Pascal’s Tears

Robert Fraser

Published by Cranthorpe Millner 22 October 2018

Paperback, £7.99

Reviewed by Zoë Fairbairns


For a while I didn’t even want to read this book, let alone review it.

I felt too close to it. The author Robert Fraser is a friend and neighbour of mine, as was his wife Catherine. She died in January 2014, from cardiac arrest and resultant brain damage. Three months later, my own partner John Petherbridge died of bowel cancer. How, I wondered, could I write a review of Pascal’s Tears – which is Robert Fraser’s account of Catherine’s dying and his own caring and grieving – without it turning into a sort of palliative-care version of #MeToo?
But now that I’ve read the book, I realize that Catherine’s death and John’s could hardly have been more dissimilar. Five years passed between John’s diagnosis and his dying. During most of that time, he was able (in between operations, chemo and other often-onerous treatments) to live a relatively normal life. I never had any reason to doubt that he was aware of his situation and able to make his own choices.

Catherine Fraser’s illness, by contrast, lasted six months. She was comatose almost from the start, and unable to communicate. Much of Robert’s book is written in the second person, addressed to her as someone who might or might not be able to hear and understand what he is saying. A person who, if she could communicate, might or might not respond in the ways he imagines for her, or make the choices that he – in consultation with their 26-year-old son, other relatives, and their medical team – made for her.

The book’s title refers to the seventeenth-century French philosopher Blaise Pascal, whose response to the question of whether or not a god exists was to take a gamble and assume that it does – not because there is strong evidence either way, but because the consequences of getting it wrong (i.e. eternal damnation) are so serious. Catherine Fraser’s family and medical team ran up against comparable challenges in the context of her life. Would she want to be kept alive? What does ‘alive’ mean in this context? What does ‘want’ mean? Is she at peace in there, or is she bored, irritated, frightened, in pain? What can be done? What should be done?

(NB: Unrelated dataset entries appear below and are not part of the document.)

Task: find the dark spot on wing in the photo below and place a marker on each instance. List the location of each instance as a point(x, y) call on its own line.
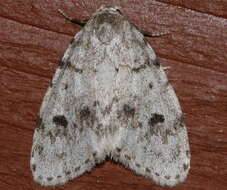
point(157, 174)
point(51, 83)
point(40, 177)
point(60, 120)
point(188, 153)
point(150, 85)
point(39, 123)
point(75, 125)
point(77, 168)
point(52, 137)
point(94, 154)
point(118, 150)
point(148, 170)
point(39, 149)
point(66, 86)
point(157, 62)
point(67, 173)
point(72, 40)
point(167, 177)
point(85, 112)
point(49, 178)
point(33, 167)
point(127, 157)
point(86, 161)
point(129, 111)
point(61, 64)
point(156, 118)
point(185, 166)
point(96, 103)
point(137, 69)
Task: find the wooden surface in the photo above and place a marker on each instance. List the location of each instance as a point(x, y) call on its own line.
point(34, 36)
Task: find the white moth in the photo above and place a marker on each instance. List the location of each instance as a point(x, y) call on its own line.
point(110, 97)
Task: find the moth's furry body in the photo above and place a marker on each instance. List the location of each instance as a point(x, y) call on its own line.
point(110, 97)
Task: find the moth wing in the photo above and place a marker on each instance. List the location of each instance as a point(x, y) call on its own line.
point(63, 142)
point(154, 136)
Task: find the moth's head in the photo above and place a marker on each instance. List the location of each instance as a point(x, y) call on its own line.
point(107, 23)
point(108, 9)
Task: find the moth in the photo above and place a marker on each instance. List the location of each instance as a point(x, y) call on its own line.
point(110, 97)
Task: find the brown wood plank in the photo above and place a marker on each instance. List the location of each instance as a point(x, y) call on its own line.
point(34, 36)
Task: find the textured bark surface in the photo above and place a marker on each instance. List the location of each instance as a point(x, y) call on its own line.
point(34, 36)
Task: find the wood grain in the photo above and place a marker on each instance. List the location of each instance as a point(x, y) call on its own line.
point(34, 36)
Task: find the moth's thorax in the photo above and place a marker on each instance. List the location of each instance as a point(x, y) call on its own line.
point(106, 23)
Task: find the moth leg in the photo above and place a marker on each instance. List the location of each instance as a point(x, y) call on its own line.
point(73, 20)
point(147, 34)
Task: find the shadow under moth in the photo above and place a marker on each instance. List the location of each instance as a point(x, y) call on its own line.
point(110, 98)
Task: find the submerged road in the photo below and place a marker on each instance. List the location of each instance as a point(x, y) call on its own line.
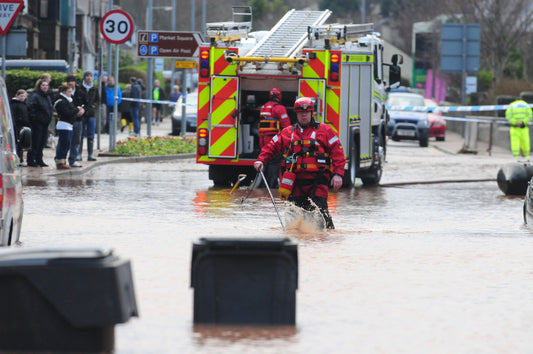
point(412, 266)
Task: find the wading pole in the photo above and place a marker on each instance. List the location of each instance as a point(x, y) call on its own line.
point(240, 178)
point(272, 198)
point(252, 186)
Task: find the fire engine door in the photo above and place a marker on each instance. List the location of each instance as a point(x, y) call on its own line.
point(358, 83)
point(315, 89)
point(223, 118)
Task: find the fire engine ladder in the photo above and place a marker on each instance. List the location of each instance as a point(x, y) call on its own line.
point(289, 35)
point(231, 30)
point(339, 32)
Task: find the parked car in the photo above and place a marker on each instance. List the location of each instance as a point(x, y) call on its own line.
point(11, 204)
point(191, 113)
point(437, 123)
point(406, 124)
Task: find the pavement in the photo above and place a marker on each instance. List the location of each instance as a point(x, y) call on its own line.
point(101, 152)
point(454, 144)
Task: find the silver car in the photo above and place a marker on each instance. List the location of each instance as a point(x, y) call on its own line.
point(11, 204)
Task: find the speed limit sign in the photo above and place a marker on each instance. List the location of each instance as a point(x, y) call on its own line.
point(116, 26)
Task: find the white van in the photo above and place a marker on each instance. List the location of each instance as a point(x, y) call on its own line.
point(11, 204)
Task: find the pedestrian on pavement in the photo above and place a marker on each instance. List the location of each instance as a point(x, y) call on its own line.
point(315, 160)
point(40, 111)
point(158, 95)
point(90, 103)
point(519, 116)
point(21, 121)
point(273, 119)
point(135, 106)
point(110, 99)
point(50, 134)
point(103, 102)
point(78, 98)
point(125, 110)
point(174, 97)
point(67, 114)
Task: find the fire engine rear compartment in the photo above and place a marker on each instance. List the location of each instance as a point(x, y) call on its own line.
point(254, 93)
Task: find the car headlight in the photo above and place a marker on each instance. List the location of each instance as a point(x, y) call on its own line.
point(423, 123)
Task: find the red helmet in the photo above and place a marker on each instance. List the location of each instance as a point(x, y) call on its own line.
point(303, 104)
point(275, 93)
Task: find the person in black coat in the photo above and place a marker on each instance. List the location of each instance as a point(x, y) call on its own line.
point(91, 100)
point(67, 114)
point(40, 111)
point(21, 119)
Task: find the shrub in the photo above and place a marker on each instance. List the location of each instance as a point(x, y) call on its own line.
point(156, 146)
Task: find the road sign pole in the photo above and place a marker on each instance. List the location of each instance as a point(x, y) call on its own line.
point(184, 102)
point(114, 119)
point(149, 78)
point(4, 56)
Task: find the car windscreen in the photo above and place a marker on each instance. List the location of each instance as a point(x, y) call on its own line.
point(397, 100)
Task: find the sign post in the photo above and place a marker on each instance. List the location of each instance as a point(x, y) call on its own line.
point(9, 10)
point(116, 27)
point(179, 45)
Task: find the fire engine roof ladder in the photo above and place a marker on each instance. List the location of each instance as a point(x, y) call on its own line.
point(339, 32)
point(289, 35)
point(231, 30)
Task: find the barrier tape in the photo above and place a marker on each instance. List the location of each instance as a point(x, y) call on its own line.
point(455, 109)
point(142, 100)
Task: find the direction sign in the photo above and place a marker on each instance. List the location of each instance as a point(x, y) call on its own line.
point(185, 64)
point(168, 44)
point(116, 26)
point(9, 10)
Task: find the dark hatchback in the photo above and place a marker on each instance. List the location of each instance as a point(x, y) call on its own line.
point(407, 124)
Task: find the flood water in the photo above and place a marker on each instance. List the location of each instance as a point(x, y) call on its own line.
point(437, 268)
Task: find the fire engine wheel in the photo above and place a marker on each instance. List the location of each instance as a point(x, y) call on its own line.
point(373, 175)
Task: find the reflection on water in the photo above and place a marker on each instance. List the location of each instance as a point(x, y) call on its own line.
point(425, 268)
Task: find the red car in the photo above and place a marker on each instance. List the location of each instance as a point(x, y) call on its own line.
point(437, 127)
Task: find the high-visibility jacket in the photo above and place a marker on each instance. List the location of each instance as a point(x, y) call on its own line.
point(519, 114)
point(273, 118)
point(314, 153)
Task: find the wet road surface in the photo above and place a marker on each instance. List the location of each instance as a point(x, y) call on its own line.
point(410, 268)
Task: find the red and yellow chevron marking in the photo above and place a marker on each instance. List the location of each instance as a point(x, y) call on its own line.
point(224, 100)
point(220, 66)
point(333, 104)
point(223, 142)
point(223, 103)
point(316, 68)
point(204, 95)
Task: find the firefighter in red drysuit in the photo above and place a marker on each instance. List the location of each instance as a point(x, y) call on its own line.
point(273, 119)
point(314, 154)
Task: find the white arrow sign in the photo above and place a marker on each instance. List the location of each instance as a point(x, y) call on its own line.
point(9, 10)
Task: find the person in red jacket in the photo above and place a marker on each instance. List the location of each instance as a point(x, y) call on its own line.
point(314, 155)
point(273, 118)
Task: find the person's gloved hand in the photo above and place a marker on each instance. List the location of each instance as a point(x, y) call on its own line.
point(336, 182)
point(258, 165)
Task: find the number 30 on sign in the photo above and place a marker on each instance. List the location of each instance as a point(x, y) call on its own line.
point(116, 26)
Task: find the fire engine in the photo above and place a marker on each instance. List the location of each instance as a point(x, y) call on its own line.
point(339, 66)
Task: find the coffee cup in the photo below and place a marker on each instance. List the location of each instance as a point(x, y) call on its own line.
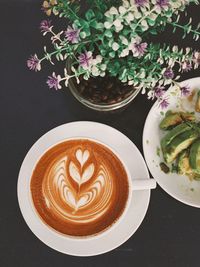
point(64, 189)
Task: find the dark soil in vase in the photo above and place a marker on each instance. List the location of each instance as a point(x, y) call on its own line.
point(106, 90)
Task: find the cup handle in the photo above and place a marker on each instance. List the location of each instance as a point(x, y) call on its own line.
point(143, 184)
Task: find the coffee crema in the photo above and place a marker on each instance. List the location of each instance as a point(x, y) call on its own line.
point(79, 188)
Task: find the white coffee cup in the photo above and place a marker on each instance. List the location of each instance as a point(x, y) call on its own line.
point(107, 229)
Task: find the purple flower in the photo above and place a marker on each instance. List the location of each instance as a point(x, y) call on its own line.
point(159, 91)
point(186, 66)
point(162, 3)
point(196, 59)
point(72, 34)
point(168, 74)
point(138, 48)
point(164, 103)
point(141, 3)
point(54, 81)
point(45, 26)
point(33, 63)
point(185, 90)
point(85, 60)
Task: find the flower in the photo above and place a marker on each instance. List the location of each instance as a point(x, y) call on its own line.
point(159, 91)
point(54, 81)
point(72, 34)
point(185, 90)
point(196, 59)
point(168, 74)
point(162, 3)
point(137, 47)
point(186, 66)
point(141, 3)
point(33, 63)
point(45, 26)
point(164, 103)
point(85, 60)
point(47, 6)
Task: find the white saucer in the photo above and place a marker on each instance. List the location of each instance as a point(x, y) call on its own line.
point(137, 209)
point(178, 186)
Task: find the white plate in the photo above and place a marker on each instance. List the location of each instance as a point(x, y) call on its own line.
point(135, 213)
point(179, 187)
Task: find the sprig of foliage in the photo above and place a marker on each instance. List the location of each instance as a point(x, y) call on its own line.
point(111, 38)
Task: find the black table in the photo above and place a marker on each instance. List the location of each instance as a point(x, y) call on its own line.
point(169, 234)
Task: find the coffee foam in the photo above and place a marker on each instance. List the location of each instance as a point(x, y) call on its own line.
point(79, 188)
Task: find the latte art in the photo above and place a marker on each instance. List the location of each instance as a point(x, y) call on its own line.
point(76, 188)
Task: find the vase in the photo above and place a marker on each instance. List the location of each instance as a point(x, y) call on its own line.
point(103, 93)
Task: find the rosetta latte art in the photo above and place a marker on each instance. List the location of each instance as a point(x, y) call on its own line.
point(79, 188)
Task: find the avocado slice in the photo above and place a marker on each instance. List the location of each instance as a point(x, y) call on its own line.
point(195, 156)
point(171, 119)
point(188, 116)
point(166, 140)
point(178, 144)
point(183, 163)
point(197, 106)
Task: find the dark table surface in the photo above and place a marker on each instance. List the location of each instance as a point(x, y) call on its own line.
point(170, 232)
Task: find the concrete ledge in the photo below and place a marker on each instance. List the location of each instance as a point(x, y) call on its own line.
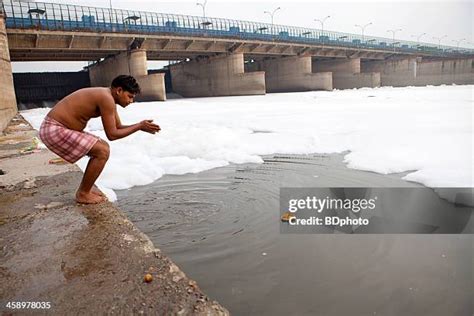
point(216, 76)
point(82, 259)
point(358, 80)
point(153, 87)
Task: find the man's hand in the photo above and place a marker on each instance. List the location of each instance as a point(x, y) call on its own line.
point(149, 127)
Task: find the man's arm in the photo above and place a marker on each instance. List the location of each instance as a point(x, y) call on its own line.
point(113, 127)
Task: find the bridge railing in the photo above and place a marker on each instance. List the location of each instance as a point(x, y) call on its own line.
point(55, 16)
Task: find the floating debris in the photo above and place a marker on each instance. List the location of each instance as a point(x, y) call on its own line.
point(148, 278)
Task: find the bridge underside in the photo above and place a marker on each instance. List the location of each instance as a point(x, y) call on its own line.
point(218, 67)
point(28, 45)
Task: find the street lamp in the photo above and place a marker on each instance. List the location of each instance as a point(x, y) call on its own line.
point(393, 36)
point(203, 5)
point(459, 42)
point(322, 23)
point(418, 38)
point(362, 27)
point(439, 40)
point(272, 14)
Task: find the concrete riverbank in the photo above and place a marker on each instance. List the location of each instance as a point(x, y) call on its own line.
point(78, 259)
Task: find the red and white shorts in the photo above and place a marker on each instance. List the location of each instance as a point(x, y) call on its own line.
point(68, 144)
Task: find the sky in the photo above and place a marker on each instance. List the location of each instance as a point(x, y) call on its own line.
point(453, 18)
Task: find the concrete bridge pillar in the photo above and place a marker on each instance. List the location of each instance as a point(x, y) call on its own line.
point(419, 72)
point(133, 63)
point(396, 73)
point(221, 75)
point(346, 73)
point(291, 74)
point(8, 107)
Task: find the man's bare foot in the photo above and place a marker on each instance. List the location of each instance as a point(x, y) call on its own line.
point(88, 198)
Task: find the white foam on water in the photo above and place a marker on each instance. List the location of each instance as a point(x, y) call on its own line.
point(427, 130)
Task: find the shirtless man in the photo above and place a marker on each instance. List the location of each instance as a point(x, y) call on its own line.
point(62, 129)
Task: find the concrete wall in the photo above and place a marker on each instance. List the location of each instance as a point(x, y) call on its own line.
point(8, 107)
point(133, 63)
point(346, 73)
point(417, 72)
point(342, 65)
point(216, 76)
point(290, 74)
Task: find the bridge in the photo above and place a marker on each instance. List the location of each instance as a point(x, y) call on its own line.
point(215, 56)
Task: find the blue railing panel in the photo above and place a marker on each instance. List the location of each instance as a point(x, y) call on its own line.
point(76, 18)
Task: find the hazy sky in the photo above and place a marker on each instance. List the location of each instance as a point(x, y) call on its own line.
point(453, 18)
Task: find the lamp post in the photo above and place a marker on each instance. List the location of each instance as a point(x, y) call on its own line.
point(418, 38)
point(271, 15)
point(439, 40)
point(393, 36)
point(322, 23)
point(362, 27)
point(203, 5)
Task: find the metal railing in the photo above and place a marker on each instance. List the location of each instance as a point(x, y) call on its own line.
point(55, 16)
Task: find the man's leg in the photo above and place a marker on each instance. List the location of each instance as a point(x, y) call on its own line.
point(99, 156)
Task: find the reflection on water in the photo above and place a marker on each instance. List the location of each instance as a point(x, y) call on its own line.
point(222, 227)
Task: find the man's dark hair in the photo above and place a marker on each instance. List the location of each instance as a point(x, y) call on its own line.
point(127, 83)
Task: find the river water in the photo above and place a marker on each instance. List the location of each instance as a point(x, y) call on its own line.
point(222, 228)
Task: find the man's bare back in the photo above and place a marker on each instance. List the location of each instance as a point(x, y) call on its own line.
point(76, 109)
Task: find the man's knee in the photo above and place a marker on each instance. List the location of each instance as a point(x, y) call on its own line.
point(100, 150)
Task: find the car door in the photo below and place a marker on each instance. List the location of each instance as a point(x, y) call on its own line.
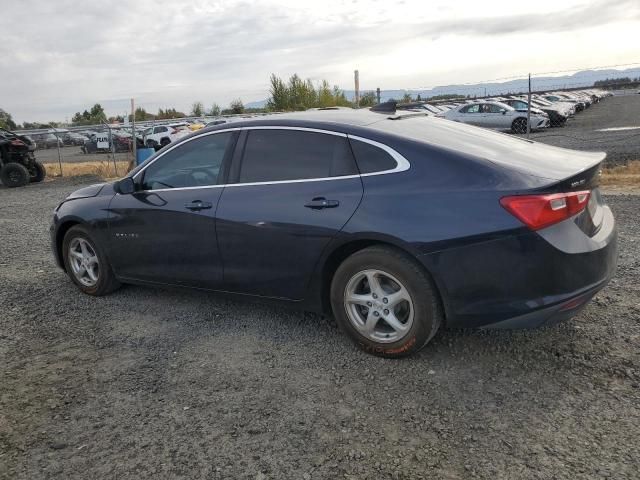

And then there were the non-medical issues: which Jane Austen book would she like to hear being read to her today? Is it OK if Robert takes time off from her bedside, in order to pursue his academic interests? And why on earth didn’t he and Catherine sort out power-of-attorney and living wills while they were able to do so?

John and I didn’t either. In our case it didn’t matter, though it might have. But I’m not here to give legal advice, and neither is Pascal’s Tears (which is subtitled How not to murder your wife). It is life-writing and death-writing, and as such often vivid, evocative, haunting and disarmingly honest. The book also contains poetry, theology, history, philosophy, and reflections on the NHS. It’s not an easy read, but it’s worth the effort, particularly if you believe that death is something that is one day going to happen to you, and to those you love.